Runtime filesystem consistency checking

Posted Apr 3, 2012 19:58 UTC (Tue) by NAR (subscriber, #1313) [Link] (2 responses)

This also seems to introduce a second point of failure

This was my first thought too. They are using code to check code, which is kind of like automated tests. In my experience tests are wrong about as many times as the code itself (but this could be due to our fragile test environment), so it's one more thing to get right. On the other hand if Recon is changed a lot fewer times than the filesystem code itself, then Recon can reach sufficient maturity to be actually useful.
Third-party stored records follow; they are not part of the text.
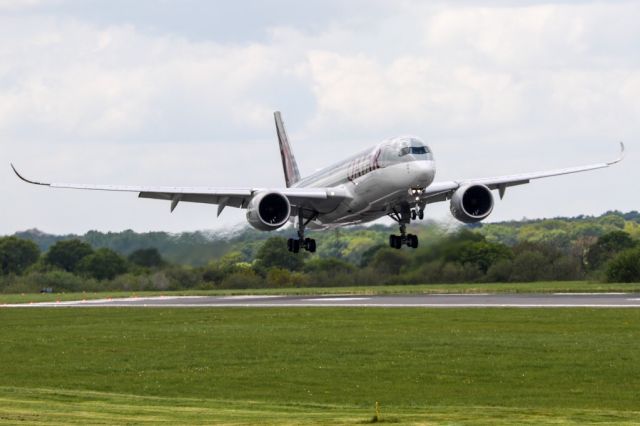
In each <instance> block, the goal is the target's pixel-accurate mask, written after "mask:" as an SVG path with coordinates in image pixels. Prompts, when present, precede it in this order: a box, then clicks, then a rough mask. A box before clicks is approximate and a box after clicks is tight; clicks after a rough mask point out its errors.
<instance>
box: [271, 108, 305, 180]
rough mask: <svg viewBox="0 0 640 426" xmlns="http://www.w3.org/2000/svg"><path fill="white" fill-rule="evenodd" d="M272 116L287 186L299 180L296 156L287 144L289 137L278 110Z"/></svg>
mask: <svg viewBox="0 0 640 426" xmlns="http://www.w3.org/2000/svg"><path fill="white" fill-rule="evenodd" d="M273 117H274V118H275V120H276V132H277V133H278V142H279V143H280V155H281V156H282V168H283V169H284V180H285V183H286V184H287V188H288V187H290V186H292V185H294V184H295V183H296V182H298V181H299V180H300V171H299V170H298V163H296V158H295V157H294V156H293V152H292V151H291V146H289V138H288V137H287V131H286V130H285V128H284V123H283V122H282V116H281V114H280V111H276V112H274V113H273Z"/></svg>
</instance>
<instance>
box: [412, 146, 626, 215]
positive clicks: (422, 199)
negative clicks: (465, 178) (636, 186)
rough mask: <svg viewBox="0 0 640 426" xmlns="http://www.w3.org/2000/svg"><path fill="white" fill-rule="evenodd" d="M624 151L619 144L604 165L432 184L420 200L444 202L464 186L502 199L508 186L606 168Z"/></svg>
mask: <svg viewBox="0 0 640 426" xmlns="http://www.w3.org/2000/svg"><path fill="white" fill-rule="evenodd" d="M624 151H625V148H624V144H623V143H622V142H620V155H619V156H618V158H616V159H615V160H613V161H609V162H606V163H596V164H589V165H586V166H578V167H568V168H565V169H555V170H546V171H541V172H532V173H521V174H515V175H507V176H496V177H489V178H480V179H465V180H460V181H446V182H434V183H433V184H432V185H431V186H429V187H428V188H427V189H426V190H425V191H424V193H423V194H422V195H421V198H422V200H423V201H426V202H427V204H429V203H437V202H440V201H446V200H449V199H450V198H451V197H452V196H453V193H454V192H455V191H456V190H457V189H458V188H460V187H462V186H466V185H485V186H486V187H488V188H489V189H497V190H498V191H499V192H500V198H502V197H503V196H504V193H505V190H506V189H507V188H508V187H510V186H516V185H524V184H527V183H529V182H531V181H532V180H535V179H542V178H546V177H552V176H561V175H568V174H572V173H580V172H587V171H590V170H597V169H604V168H607V167H609V166H611V165H613V164H616V163H619V162H620V161H622V159H623V158H624V153H625V152H624Z"/></svg>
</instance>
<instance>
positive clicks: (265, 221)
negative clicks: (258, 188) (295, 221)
mask: <svg viewBox="0 0 640 426" xmlns="http://www.w3.org/2000/svg"><path fill="white" fill-rule="evenodd" d="M289 216H291V203H289V199H288V198H287V197H285V196H284V195H282V194H280V193H279V192H260V193H258V194H256V195H255V196H254V197H253V198H252V199H251V201H250V202H249V206H248V207H247V221H248V222H249V224H250V225H251V226H253V227H254V228H256V229H258V230H260V231H274V230H276V229H278V228H280V227H281V226H282V225H284V224H285V223H287V221H288V220H289Z"/></svg>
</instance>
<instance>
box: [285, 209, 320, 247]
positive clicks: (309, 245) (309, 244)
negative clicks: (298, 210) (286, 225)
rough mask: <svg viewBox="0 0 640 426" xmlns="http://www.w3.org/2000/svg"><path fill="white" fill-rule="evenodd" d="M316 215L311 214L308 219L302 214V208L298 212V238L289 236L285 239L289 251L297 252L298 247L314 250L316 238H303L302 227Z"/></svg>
mask: <svg viewBox="0 0 640 426" xmlns="http://www.w3.org/2000/svg"><path fill="white" fill-rule="evenodd" d="M315 218H316V216H315V215H314V216H311V217H310V218H309V219H306V220H305V218H304V217H303V215H302V209H300V211H299V212H298V238H297V239H295V238H289V239H288V240H287V249H288V250H289V251H290V252H293V253H298V252H300V249H304V250H306V251H308V252H310V253H315V252H316V240H314V239H313V238H305V237H304V228H306V226H307V225H308V224H309V222H311V221H312V220H313V219H315Z"/></svg>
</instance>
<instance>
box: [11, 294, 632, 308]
mask: <svg viewBox="0 0 640 426" xmlns="http://www.w3.org/2000/svg"><path fill="white" fill-rule="evenodd" d="M49 307H56V308H65V307H66V308H78V307H87V308H89V307H92V308H109V307H131V308H154V307H155V308H161V307H164V308H205V307H206V308H230V307H247V308H258V307H259V308H269V307H280V308H281V307H383V308H507V307H509V308H640V294H632V293H580V294H576V293H573V294H564V293H555V294H432V295H404V296H356V295H354V296H342V295H341V296H258V295H256V296H251V295H248V296H159V297H130V298H123V299H97V300H86V301H70V302H44V303H29V304H11V305H0V309H1V308H49Z"/></svg>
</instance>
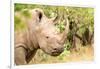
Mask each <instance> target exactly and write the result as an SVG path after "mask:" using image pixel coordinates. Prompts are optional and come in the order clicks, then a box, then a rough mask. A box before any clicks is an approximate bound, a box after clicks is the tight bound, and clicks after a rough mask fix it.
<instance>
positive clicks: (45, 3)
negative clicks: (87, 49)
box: [11, 0, 95, 69]
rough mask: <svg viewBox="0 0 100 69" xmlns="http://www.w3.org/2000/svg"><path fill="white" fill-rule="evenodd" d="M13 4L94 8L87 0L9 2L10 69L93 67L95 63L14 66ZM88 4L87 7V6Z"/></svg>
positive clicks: (22, 65) (35, 0) (88, 0)
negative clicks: (62, 67)
mask: <svg viewBox="0 0 100 69" xmlns="http://www.w3.org/2000/svg"><path fill="white" fill-rule="evenodd" d="M14 3H24V4H41V5H42V4H43V5H60V6H73V7H92V8H95V4H94V2H93V1H89V0H86V1H85V0H84V1H83V0H77V1H76V2H75V1H73V0H68V1H67V0H52V1H48V0H24V1H23V0H14V1H11V49H12V50H11V68H12V69H33V68H35V69H41V68H42V69H55V68H57V69H61V68H62V67H63V68H64V69H66V68H68V69H70V68H71V69H74V68H78V69H80V66H81V67H89V68H91V65H92V66H95V63H90V62H83V63H82V64H81V63H80V62H74V63H63V64H60V63H59V64H37V65H22V66H15V65H14V46H13V45H14V11H13V10H14ZM88 4H89V5H88Z"/></svg>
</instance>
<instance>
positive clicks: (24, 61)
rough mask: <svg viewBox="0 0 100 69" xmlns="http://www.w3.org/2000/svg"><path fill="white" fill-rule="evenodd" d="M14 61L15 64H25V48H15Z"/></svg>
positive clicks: (25, 52) (26, 62) (21, 64)
mask: <svg viewBox="0 0 100 69" xmlns="http://www.w3.org/2000/svg"><path fill="white" fill-rule="evenodd" d="M15 63H16V65H23V64H27V62H26V50H25V49H24V48H23V47H17V48H15Z"/></svg>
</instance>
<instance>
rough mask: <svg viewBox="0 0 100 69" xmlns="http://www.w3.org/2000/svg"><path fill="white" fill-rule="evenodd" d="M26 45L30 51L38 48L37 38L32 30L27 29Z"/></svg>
mask: <svg viewBox="0 0 100 69" xmlns="http://www.w3.org/2000/svg"><path fill="white" fill-rule="evenodd" d="M27 32H28V40H29V41H28V43H29V46H30V49H31V50H33V49H35V50H36V49H38V48H39V44H38V41H37V37H36V33H35V31H33V30H32V28H30V27H28V31H27Z"/></svg>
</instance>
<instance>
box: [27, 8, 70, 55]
mask: <svg viewBox="0 0 100 69" xmlns="http://www.w3.org/2000/svg"><path fill="white" fill-rule="evenodd" d="M30 13H31V15H32V17H31V19H30V20H29V21H28V23H27V26H28V29H29V30H31V31H32V32H33V33H34V34H35V35H36V40H37V42H38V47H39V48H40V49H42V50H43V51H44V52H45V53H47V54H49V55H51V56H58V55H60V54H61V53H62V52H63V50H64V42H65V40H66V38H67V33H68V29H69V22H68V20H67V18H66V19H65V24H66V25H65V30H64V31H63V32H62V33H60V32H59V31H57V28H56V26H55V23H57V21H58V20H59V17H58V16H56V17H53V18H48V17H47V16H46V15H45V14H44V12H43V10H42V9H39V8H36V9H33V10H30Z"/></svg>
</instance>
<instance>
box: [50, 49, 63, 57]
mask: <svg viewBox="0 0 100 69" xmlns="http://www.w3.org/2000/svg"><path fill="white" fill-rule="evenodd" d="M63 51H64V50H63V49H62V50H60V51H52V52H51V56H59V55H60V54H61V53H62V52H63Z"/></svg>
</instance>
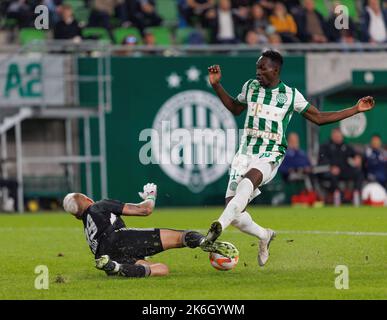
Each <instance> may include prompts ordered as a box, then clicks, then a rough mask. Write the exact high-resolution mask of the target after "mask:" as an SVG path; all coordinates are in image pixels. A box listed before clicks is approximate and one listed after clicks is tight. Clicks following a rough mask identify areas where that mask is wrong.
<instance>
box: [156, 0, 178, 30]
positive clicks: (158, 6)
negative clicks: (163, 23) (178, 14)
mask: <svg viewBox="0 0 387 320" xmlns="http://www.w3.org/2000/svg"><path fill="white" fill-rule="evenodd" d="M156 10H157V12H158V13H159V15H160V16H161V17H162V18H163V20H164V22H163V23H164V24H165V25H167V26H172V25H176V24H177V22H178V10H177V1H176V0H157V1H156Z"/></svg>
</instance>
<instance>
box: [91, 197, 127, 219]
mask: <svg viewBox="0 0 387 320" xmlns="http://www.w3.org/2000/svg"><path fill="white" fill-rule="evenodd" d="M124 205H125V204H124V203H123V202H121V201H117V200H110V199H104V200H101V201H98V202H96V203H95V204H94V205H93V209H94V210H97V211H99V212H104V213H107V214H110V213H114V214H115V215H117V216H120V215H121V214H122V210H123V209H124Z"/></svg>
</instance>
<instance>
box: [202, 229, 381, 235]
mask: <svg viewBox="0 0 387 320" xmlns="http://www.w3.org/2000/svg"><path fill="white" fill-rule="evenodd" d="M198 231H200V232H207V230H198ZM275 231H276V233H277V234H312V235H313V234H315V235H333V236H378V237H387V232H363V231H321V230H275ZM224 232H225V233H241V231H238V230H226V231H224Z"/></svg>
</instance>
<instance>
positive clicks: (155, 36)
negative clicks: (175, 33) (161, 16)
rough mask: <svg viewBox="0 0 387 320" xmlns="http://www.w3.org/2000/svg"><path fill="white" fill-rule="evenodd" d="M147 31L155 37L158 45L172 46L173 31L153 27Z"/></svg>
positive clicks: (166, 28)
mask: <svg viewBox="0 0 387 320" xmlns="http://www.w3.org/2000/svg"><path fill="white" fill-rule="evenodd" d="M147 31H149V32H151V33H152V34H153V35H154V37H155V41H156V44H158V45H170V44H171V42H172V35H171V31H170V30H169V28H167V27H151V28H147Z"/></svg>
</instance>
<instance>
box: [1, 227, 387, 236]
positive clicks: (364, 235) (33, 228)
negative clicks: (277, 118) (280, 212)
mask: <svg viewBox="0 0 387 320" xmlns="http://www.w3.org/2000/svg"><path fill="white" fill-rule="evenodd" d="M140 229H141V228H140ZM196 230H197V231H199V232H202V233H206V232H207V231H208V230H207V229H196ZM15 231H43V232H44V231H47V232H50V231H71V232H80V231H81V232H82V231H83V230H82V229H81V228H77V227H68V228H66V227H30V228H28V227H19V228H18V227H0V232H15ZM276 232H277V234H311V235H333V236H376V237H387V232H363V231H329V230H327V231H322V230H276ZM224 233H242V232H241V231H239V230H225V231H224Z"/></svg>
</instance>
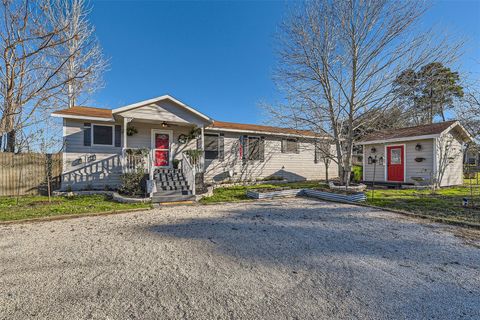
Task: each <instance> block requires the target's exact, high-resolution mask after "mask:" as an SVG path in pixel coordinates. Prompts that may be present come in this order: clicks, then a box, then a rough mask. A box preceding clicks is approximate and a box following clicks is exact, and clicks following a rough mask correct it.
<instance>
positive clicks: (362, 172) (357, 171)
mask: <svg viewBox="0 0 480 320" xmlns="http://www.w3.org/2000/svg"><path fill="white" fill-rule="evenodd" d="M352 173H353V182H356V183H358V182H360V181H362V175H363V167H362V166H359V165H355V166H353V168H352Z"/></svg>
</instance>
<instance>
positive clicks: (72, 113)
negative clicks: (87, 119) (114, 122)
mask: <svg viewBox="0 0 480 320" xmlns="http://www.w3.org/2000/svg"><path fill="white" fill-rule="evenodd" d="M52 116H54V117H55V116H56V117H65V118H78V119H98V120H104V121H113V120H114V119H113V115H112V110H110V109H102V108H93V107H83V106H75V107H72V108H69V109H64V110H59V111H55V112H53V113H52Z"/></svg>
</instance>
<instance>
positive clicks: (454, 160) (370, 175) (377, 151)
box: [358, 121, 472, 187]
mask: <svg viewBox="0 0 480 320" xmlns="http://www.w3.org/2000/svg"><path fill="white" fill-rule="evenodd" d="M471 140H472V138H471V136H470V135H469V133H468V132H467V131H466V130H465V128H464V127H463V126H462V125H461V124H460V122H458V121H446V122H441V123H433V124H427V125H420V126H415V127H407V128H400V129H388V130H383V131H378V132H374V133H371V134H368V135H367V136H365V137H364V138H363V139H361V141H360V142H358V144H360V145H362V146H363V180H364V181H365V182H373V181H375V182H379V183H389V184H420V185H431V184H438V185H440V186H442V187H444V186H455V185H461V184H463V146H464V143H467V142H470V141H471Z"/></svg>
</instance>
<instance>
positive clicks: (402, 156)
mask: <svg viewBox="0 0 480 320" xmlns="http://www.w3.org/2000/svg"><path fill="white" fill-rule="evenodd" d="M404 152H405V150H404V149H403V146H394V147H387V180H388V181H399V182H403V181H404V173H405V169H404V166H405V163H404V161H403V159H404V157H403V155H404Z"/></svg>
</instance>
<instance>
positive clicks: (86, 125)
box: [83, 122, 92, 147]
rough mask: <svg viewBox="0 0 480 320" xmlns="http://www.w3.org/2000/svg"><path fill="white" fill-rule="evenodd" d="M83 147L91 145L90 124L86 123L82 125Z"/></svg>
mask: <svg viewBox="0 0 480 320" xmlns="http://www.w3.org/2000/svg"><path fill="white" fill-rule="evenodd" d="M83 145H84V146H88V147H90V146H91V145H92V124H91V123H88V122H85V123H84V124H83Z"/></svg>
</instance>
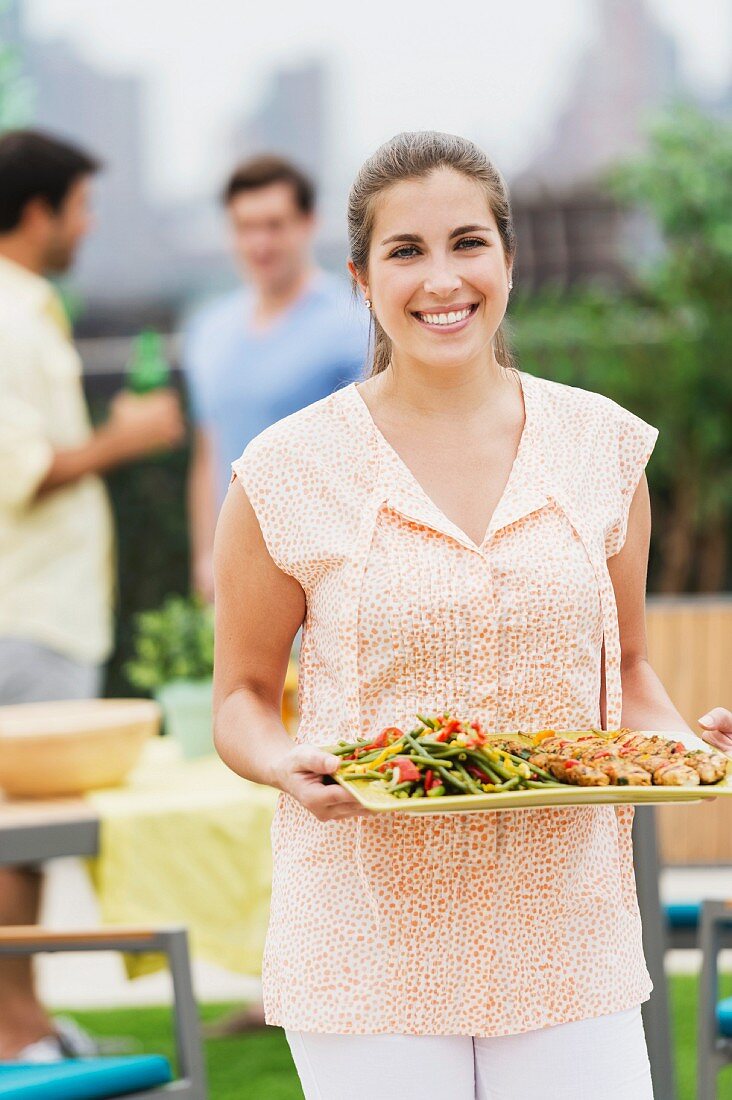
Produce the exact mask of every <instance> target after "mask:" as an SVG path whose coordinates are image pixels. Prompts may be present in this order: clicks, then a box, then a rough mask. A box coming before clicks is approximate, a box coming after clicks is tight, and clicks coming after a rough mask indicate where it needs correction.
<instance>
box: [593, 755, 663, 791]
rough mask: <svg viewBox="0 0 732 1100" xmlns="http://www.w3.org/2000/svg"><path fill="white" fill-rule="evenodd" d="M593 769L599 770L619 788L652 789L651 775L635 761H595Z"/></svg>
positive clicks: (593, 764)
mask: <svg viewBox="0 0 732 1100" xmlns="http://www.w3.org/2000/svg"><path fill="white" fill-rule="evenodd" d="M592 767H593V768H599V769H600V771H603V772H604V773H605V775H608V778H609V779H610V782H611V783H615V784H618V785H619V787H651V774H649V773H648V772H647V771H645V770H644V769H643V768H641V767H640V766H638V764H637V763H636V762H635V761H634V760H623V759H622V758H621V757H610V758H609V759H603V760H593V761H592Z"/></svg>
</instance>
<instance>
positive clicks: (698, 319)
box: [514, 106, 732, 592]
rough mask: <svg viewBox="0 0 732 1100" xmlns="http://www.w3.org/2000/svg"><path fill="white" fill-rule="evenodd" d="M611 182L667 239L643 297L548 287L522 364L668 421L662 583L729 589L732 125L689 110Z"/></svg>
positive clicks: (648, 274)
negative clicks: (555, 293)
mask: <svg viewBox="0 0 732 1100" xmlns="http://www.w3.org/2000/svg"><path fill="white" fill-rule="evenodd" d="M609 184H610V186H611V187H612V189H613V190H614V193H615V195H616V196H618V197H619V198H620V199H621V200H622V201H624V202H627V204H633V205H635V206H638V207H641V208H643V209H644V210H645V211H646V213H647V216H648V217H651V218H652V219H653V221H654V222H655V226H656V227H657V229H658V231H659V233H660V235H662V238H663V242H664V249H663V253H662V255H660V256H659V257H657V259H656V260H655V261H654V262H653V263H651V264H647V263H645V264H644V262H643V260H642V259H640V260H638V264H637V268H636V272H635V279H636V283H635V287H634V289H633V290H632V292H631V293H627V292H625V293H623V292H608V290H603V289H589V290H584V292H577V293H575V294H573V295H571V296H570V297H569V298H567V297H559V296H558V295H553V294H550V293H549V294H545V295H543V296H540V297H539V298H538V299H533V300H531V301H528V303H526V304H524V306H523V307H520V308H518V310H517V312H516V315H515V320H514V326H515V332H516V344H517V350H518V352H520V357H521V360H522V363H523V364H524V365H526V366H527V368H528V370H533V368H534V367H533V366H532V363H536V367H535V368H536V372H537V373H539V374H545V375H548V376H550V377H554V378H556V379H557V381H564V382H568V383H571V384H576V385H582V386H587V387H588V388H590V389H597V390H599V392H602V393H605V394H608V395H609V396H611V397H613V398H614V399H616V400H619V401H620V403H621V404H623V405H625V406H627V407H629V408H631V409H633V410H634V411H636V412H637V414H638V415H640V416H642V417H643V418H644V419H646V420H649V421H651V422H652V423H654V425H656V427H658V428H659V429H660V438H659V442H658V445H657V450H656V454H655V456H654V459H653V461H652V463H651V466H649V471H648V474H649V480H651V482H652V488H653V491H654V504H655V532H656V533H655V539H654V548H653V550H654V564H655V568H654V572H653V581H654V586H655V587H657V588H659V590H660V591H665V592H681V591H689V590H701V591H717V590H719V588H720V587H722V586H723V585H724V583H725V577H726V575H728V568H729V566H728V561H729V551H730V514H731V510H732V363H731V362H730V359H731V357H732V124H730V122H729V121H728V120H723V119H715V118H710V117H707V116H704V114H702V113H701V112H700V111H698V110H697V109H693V108H690V107H686V106H681V107H678V108H676V109H675V110H674V111H671V112H669V113H667V114H665V116H664V117H662V118H659V119H658V120H657V121H656V123H655V125H654V127H653V129H652V130H651V133H649V140H648V144H647V149H646V151H645V152H644V153H643V154H642V155H638V156H637V157H635V158H633V160H632V161H629V162H626V163H625V164H623V165H620V166H618V167H616V168H615V169H614V171H613V172H612V174H611V176H610V179H609Z"/></svg>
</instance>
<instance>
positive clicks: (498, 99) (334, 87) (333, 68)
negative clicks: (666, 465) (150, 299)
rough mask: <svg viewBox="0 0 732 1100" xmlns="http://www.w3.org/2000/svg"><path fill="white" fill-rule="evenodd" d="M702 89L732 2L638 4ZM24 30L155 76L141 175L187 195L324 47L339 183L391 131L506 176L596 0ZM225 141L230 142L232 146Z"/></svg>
mask: <svg viewBox="0 0 732 1100" xmlns="http://www.w3.org/2000/svg"><path fill="white" fill-rule="evenodd" d="M647 2H648V5H649V7H651V8H652V10H653V11H654V13H655V15H656V17H657V19H658V21H659V23H660V24H662V25H663V26H665V27H666V29H667V30H669V31H670V32H671V33H673V34H674V35H675V37H676V38H677V41H678V43H679V46H680V48H681V57H682V63H684V66H685V72H686V76H687V78H688V79H689V80H690V81H691V83H692V84H693V85H696V86H697V87H698V88H700V89H701V90H702V91H709V92H712V94H713V92H714V91H718V90H721V88H722V87H724V86H725V85H726V83H728V81H729V78H730V73H731V72H732V4H731V3H730V0H647ZM23 8H24V11H25V24H26V29H28V30H29V31H30V32H32V33H33V34H37V35H42V36H54V35H63V36H64V37H67V38H69V40H72V41H73V42H74V44H75V45H76V46H77V47H78V48H79V51H80V52H81V53H83V54H84V55H85V56H86V57H87V58H88V59H89V61H91V62H94V63H95V64H96V65H98V66H100V67H103V68H107V69H109V70H111V72H117V73H133V74H139V75H142V76H144V77H145V78H146V79H148V80H149V92H150V96H149V108H150V109H149V112H148V117H146V120H145V122H146V135H145V136H146V142H148V147H146V153H148V163H149V165H150V171H151V179H150V183H151V185H152V187H153V189H154V190H155V191H156V193H157V194H159V195H160V196H161V197H162V196H164V195H173V194H175V195H177V196H185V195H188V194H193V193H196V191H199V190H203V189H207V188H208V187H210V183H211V179H217V180H218V178H219V175H220V172H221V167H222V165H221V155H222V149H223V139H225V138H226V135H227V133H228V131H229V128H230V127H231V123H232V121H233V119H234V118H236V117H238V116H240V114H241V112H242V111H244V110H247V109H248V108H251V107H253V106H254V105H255V102H256V100H258V98H259V96H260V95H261V94H262V91H263V90H264V89H265V85H266V75H267V73H269V72H271V69H272V68H273V67H274V66H276V65H281V64H283V63H291V62H297V61H304V59H309V58H313V57H317V56H323V57H325V58H327V61H328V62H329V65H330V68H331V73H332V97H331V99H332V118H331V120H330V121H331V125H332V134H334V144H335V151H336V153H337V156H338V161H339V166H340V167H342V173H343V176H345V177H346V178H348V177H349V176H350V175H351V174H352V172H353V169H354V167H357V166H358V164H359V163H360V162H361V161H362V160H363V158H364V156H367V155H368V154H369V153H370V152H371V151H372V150H373V149H374V147H375V146H376V145H378V144H380V143H381V142H382V141H384V140H385V139H386V138H387V136H390V135H391V134H393V133H395V132H396V131H398V130H406V129H409V130H412V129H437V130H450V131H454V132H458V133H463V134H466V135H467V136H471V138H473V139H476V140H478V141H480V142H482V143H483V144H484V145H485V146H487V147H489V150H490V152H491V154H492V155H493V156H494V157H495V160H496V161H498V163H499V164H500V165H501V166H502V167H503V168H504V171H506V172H509V173H511V172H512V171H515V169H516V168H518V167H521V166H522V164H523V163H524V162H525V161H527V160H528V157H529V155H531V152H532V151H533V150H534V149H536V145H537V143H540V142H542V140H543V135H544V133H545V132H546V129H547V128H548V127H549V125H550V123H551V120H553V118H554V117H555V114H556V111H557V110H558V108H559V106H560V105H561V101H562V95H564V92H565V91H566V89H567V87H568V84H569V81H570V79H571V75H572V69H573V66H575V64H576V63H577V59H578V57H579V55H580V53H581V51H582V48H583V47H584V46H586V45H587V44H588V43H589V42H590V41H591V40H592V36H593V31H594V15H593V13H594V10H596V0H550V2H547V0H507V2H506V0H503V2H500V3H496V2H493V3H489V2H487V0H462V2H460V3H450V4H435V3H429V2H427V0H423V3H419V4H417V3H403V2H400V0H368V2H365V0H361V2H360V3H350V4H348V3H345V2H343V0H335V2H331V0H305V2H304V0H255V2H254V3H252V0H188V2H184V0H103V2H100V0H25V2H24V4H23ZM229 152H230V149H227V150H226V155H228V154H229Z"/></svg>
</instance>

Runtime filesystem consistency checking

Posted Apr 3, 2012 23:28 UTC (Tue) by neilbrown (subscriber, #359) [Link]

It reminds me a lot of lockdep.

lockdep is brilliant for developers as it warns you early of your bugs, just as this 'recon' would warn ext3 developers of their bugs.
But lockdep used to report lots of false positives - this has got a lot better over the years though.

I'm not sure I'd enable lockdep or recon in production though. There is a real cost, and it is not at all likely to help more than it hurts.

Runtime filesystem consistency checking

Posted Apr 4, 2012 13:10 UTC (Wed) by ashvin (guest, #83894) [Link]

We expect that Recon will initially be used mainly for development. As it matures, it could be deployed in production use. The need to change it over time should be comparable to the need to change fsck.

Runtime filesystem consistency checking

Posted Apr 4, 2012 13:07 UTC (Wed) by ashvin (guest, #83894) [Link] (1 responses)

We do handle "unallocated" writes due to shadow paging (e.g., copy-on-write on btrfs) where metadata is written to unallocated regions and then linked to the file-system on commit. We find this linkage at commit point and will not report an error. We haven't worked with online resizing but I suspect the handling should be similar on commit. Writing to unallocated data to which there is no linkage at commit seems suspect: how would the file system know that data is useful in anyway after a crash?

Runtime filesystem consistency checking

Posted Apr 4, 2012 15:30 UTC (Wed) by nybble41 (subscriber, #55106) [Link]

> Writing to unallocated data to which there is no linkage at commit seems suspect: how would the file system know that data is useful in anyway after a crash?

The data would not be useful after a crash; up to the point where the allocation is recorded on disk, there are no references to it, and it can simply revert to unallocated space, canceling the incomplete "transaction".